Önce Kazakistan maçı sonrasında, yurdum insanı Dünya Kupasını kaldırmışız edasında sevinirken, sen de o tatlı rehavete kapılıp (bkz. post ejaculation syndrome) "halkların kardeşliği" anatemalı bi açıklama yaptın. Bugünkü maçta da penaltı kaçırdın. Dostum... Bir Fenerbahçeli olarak seni hakkaten severdim, severim, büyük ihtimalle de seveceğim. Amma ve lakin, şuan "kim olmak istemezdiniz?" diye sorsalar, 1 saniye düşünmez senin ismini veririm. Çok büyük sıçtın. Geçmiş olsun. Teknik direktör Şenol Güneş falan olsa, banko bi sonraki kadroya alınmazdın lan :D Hayır bi de Türkiye'de oynadığın yıllarda her hafta, olmadı 2 haftada bir basınla papaz olup dururdun. Hiç mi aklına gelmedi papaz olduklarının yapıcağın herhangi bir siyasi açıklamaya karşı milleti galeyana getirip anana, bacına, Sinem'e sövdürceğini?
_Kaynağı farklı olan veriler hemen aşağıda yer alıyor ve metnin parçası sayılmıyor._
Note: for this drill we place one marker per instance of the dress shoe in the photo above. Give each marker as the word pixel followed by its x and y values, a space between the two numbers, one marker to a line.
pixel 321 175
Şu futbolculardaki siyaset aşkına da anlam veremiyorum. Genelde siyasetle alakası olmayıp da siyaset yapanlar, halka yön vermek ya da bakış açısını genişletmek isteyenler sanatçılar olur. Ama bizim ülkede sanat siklenmediği için sanırım bu iş futbolculara (sporculara da değil, direk futbolcular) kalıyor. Çünkü ne zaman çok önemli bi galibiyet alsalar galibiyette en büyük pay sahibi olan maç sonrası röportajlarda siyaset yapıyor. Bak Hakan Şükür'e... Adam o kadar çok önemli galibiyet aldırdı ki sonunda milletvekili oldu amk. Torinolu Şaban mecliste ulan! Meclisinde zamanında efsaneleşmiş isimleri görmek isteyen tek ülkenin vatandaşı olmaktan ne kadar büyük gurur duysak az sanırım...
He bi de, zamanında Emre Belözoğlu penaltı atarken ıslıklanırdı. Önümüzdeki maçlarda Arda kullanırken tribünlerde Sinem Kobal'ın fotosu yapıştırılmış şişme bebeklerle cinsel ilişkiye girilmesini bekliyorum aksdgflkajsdhlkdg.